August 15th, 2010Flood Insurance May Be The New Norm For Iowans
Iowa officials say recent flooding proves that all Iowans should consider buying flood insurance. “Earlier in the year the lieutenant governor and I were in Clarion to look at flood damage there and the important part that stood out about Clarion is there was not a river nearby,” David Miller, administrator to the Iowa Homeland Security and Emergency Management division, told Radio Iowa. “It wasn’t river flooding. It was flash flooding and runoff.” Miller told all Iowans– regardless of whether they live near a river or not– that they need to be concerned with possible flooding. “What we’re seeing is almost anybody can be affected by flooding and it’s why we’ve been really promoting involvement and joining in the National Flood Insurance Program,” he told Radio Iowa.

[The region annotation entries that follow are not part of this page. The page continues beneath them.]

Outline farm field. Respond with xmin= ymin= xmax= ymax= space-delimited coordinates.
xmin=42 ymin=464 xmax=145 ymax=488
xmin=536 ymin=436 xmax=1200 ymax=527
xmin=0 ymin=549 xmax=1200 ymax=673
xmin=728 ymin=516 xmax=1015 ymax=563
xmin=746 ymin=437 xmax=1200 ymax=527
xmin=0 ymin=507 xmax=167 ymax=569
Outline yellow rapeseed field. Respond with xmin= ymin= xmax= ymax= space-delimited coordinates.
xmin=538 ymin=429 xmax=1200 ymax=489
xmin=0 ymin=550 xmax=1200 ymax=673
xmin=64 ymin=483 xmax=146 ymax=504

Recent flooding has struck the city of Ames severely. Two rivers meet there, but other cities and towns experiencing flooding aren’t near bodies of water. Governor Culver told Radio Iowa the “new normal” in the state appears to be “unprecedented” flooding. “In Ames, this is worse than ’93 and so anything that we can do in terms of flood mitigation, flood prevention — we need to make that a priority here at the capitol,” Culver told Radio Iowa.
Local insurance agents say most of their clients don’t carry flood insurance. State Farm Insurance Agent Pat Brown told the Ames Tribune that her customers only carry it if federal law requires them to. “If water seeps through basement walls or breaks the basement windows, that’s flood damage, and it’s hard for people to get their arms around that,” Brown said. Officials with the Iowa Insurance Division told the Ames Tribune that most homeowners’ policies don’t cover flood damage. “We remind people annually that one out of every four ‘flood events,’ as we call them, happens outside flood plains,” Tom Alger of the Iowa Insurance Division told the Ames Tribune.